I opened my eyes. “Were you aware when you recruited him that he was a hexhead with a hard-on for murder?”
“He wasn’t a hexhead when we recruited him.” She handed over a picture of a male. Mid-twenties, scruffy with a hardness to his gaze that hinted at life on the street, but no noticeable signs of magic use—dilated pupils, scabs, etc. A far cry from the gaunt, savage creature I’d killed. A scribbled date at the bottom told me the picture had been taken a week earlier.
“Are you sure we’re talking about the same guy?”
“Positive. I’ve just come from IDing the body.”
Usually potions took several months—sometimes years—of heavy use to transform normal people into freaks and monsters. “You expect me to believe a potion turned this guy”—I held up the picture—“into the beast I shot in less than a week?”

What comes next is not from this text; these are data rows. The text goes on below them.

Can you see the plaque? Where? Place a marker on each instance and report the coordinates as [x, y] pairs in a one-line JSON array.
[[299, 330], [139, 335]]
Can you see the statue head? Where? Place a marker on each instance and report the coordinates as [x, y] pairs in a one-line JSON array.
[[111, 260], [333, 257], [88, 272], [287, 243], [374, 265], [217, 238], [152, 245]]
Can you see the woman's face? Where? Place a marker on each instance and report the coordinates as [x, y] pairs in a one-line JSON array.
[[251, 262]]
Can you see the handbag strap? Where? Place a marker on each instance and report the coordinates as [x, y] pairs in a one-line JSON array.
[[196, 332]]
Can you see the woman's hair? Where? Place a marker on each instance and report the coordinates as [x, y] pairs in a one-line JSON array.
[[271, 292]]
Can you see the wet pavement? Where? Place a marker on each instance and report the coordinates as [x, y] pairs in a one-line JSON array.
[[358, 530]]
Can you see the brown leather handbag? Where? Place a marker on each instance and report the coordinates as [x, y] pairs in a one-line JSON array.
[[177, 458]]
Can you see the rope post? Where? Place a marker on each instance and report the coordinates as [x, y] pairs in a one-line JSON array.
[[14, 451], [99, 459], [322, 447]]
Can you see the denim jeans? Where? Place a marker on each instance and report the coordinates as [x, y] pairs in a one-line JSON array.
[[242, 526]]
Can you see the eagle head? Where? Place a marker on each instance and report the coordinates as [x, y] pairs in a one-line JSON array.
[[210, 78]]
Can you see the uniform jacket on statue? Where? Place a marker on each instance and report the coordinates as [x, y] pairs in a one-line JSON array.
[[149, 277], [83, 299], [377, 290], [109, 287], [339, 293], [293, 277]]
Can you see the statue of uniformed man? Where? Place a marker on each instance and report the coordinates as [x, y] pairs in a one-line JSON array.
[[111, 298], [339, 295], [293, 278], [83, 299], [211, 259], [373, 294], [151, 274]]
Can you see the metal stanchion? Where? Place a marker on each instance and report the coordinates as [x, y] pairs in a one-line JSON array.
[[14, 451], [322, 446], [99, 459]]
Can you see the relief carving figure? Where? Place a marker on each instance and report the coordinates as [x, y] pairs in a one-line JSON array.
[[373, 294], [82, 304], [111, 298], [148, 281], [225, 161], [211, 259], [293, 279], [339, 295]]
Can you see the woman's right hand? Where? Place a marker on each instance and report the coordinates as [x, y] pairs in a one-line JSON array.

She removed her cell from her briefcase and flashed another picture. This one was taken at the morgue. There wasn’t enough face left to compare so it was impossible to use that to verify whether the identity matched the first shot. But then Gardner tapped the image to indicate a tattoo of a skull with the words
Et in Arcadia ego
underneath on the dead man’s left wrist.
Frowning, I lifted the old picture again. Sure enough, the same tattoo was on Ferris Harkins’s “before” picture. “The tattoo’s the same. But that’s hardly conclusive.”
“True. However, as you’ll see in the file, the identity was also confirmed through fingerprints.”
I blew out a deep sigh. “Okay, so how did this guy”—I held up the first shot—“end up like this?” I held up a screen shot from the file that had been taken from my vest cam. In it Harkins looked like something from hell: a wild-eyed hellhound with bloodstained teeth.
“Four days ago, we sent Harkins to do a buy,” explained Gardner. “He was supposed to meet up with one of my agents an hour later but never showed. We’ve been looking for him since. At first we figured he ran off with the buy money, but then this.” She motioned vaguely at me as if I was the
this
in question.
My mouth fell open. “You gave a CI cash and then set him loose in the Cauldron? What the fuck did you think was going to happen?”
“Prospero,” Eldritch warned.
“Sorry,” I grumbled. “But what was the MEA doing setting up a buy in the Cauldron to begin with? And why didn’t we know about it?”
“Forgive me, Officer,” Gardner said, laughing. “I wasn’t aware the federal government had to ask your permission to run investigations in Babylon.”
I crossed my arms and sucked at my teeth to prevent more expletives from escaping. Eldritch wouldn’t meet my eyes at all—so much for support from that quarter.
“Your actions tonight have complicated the shit out of my case,” Gardner continued.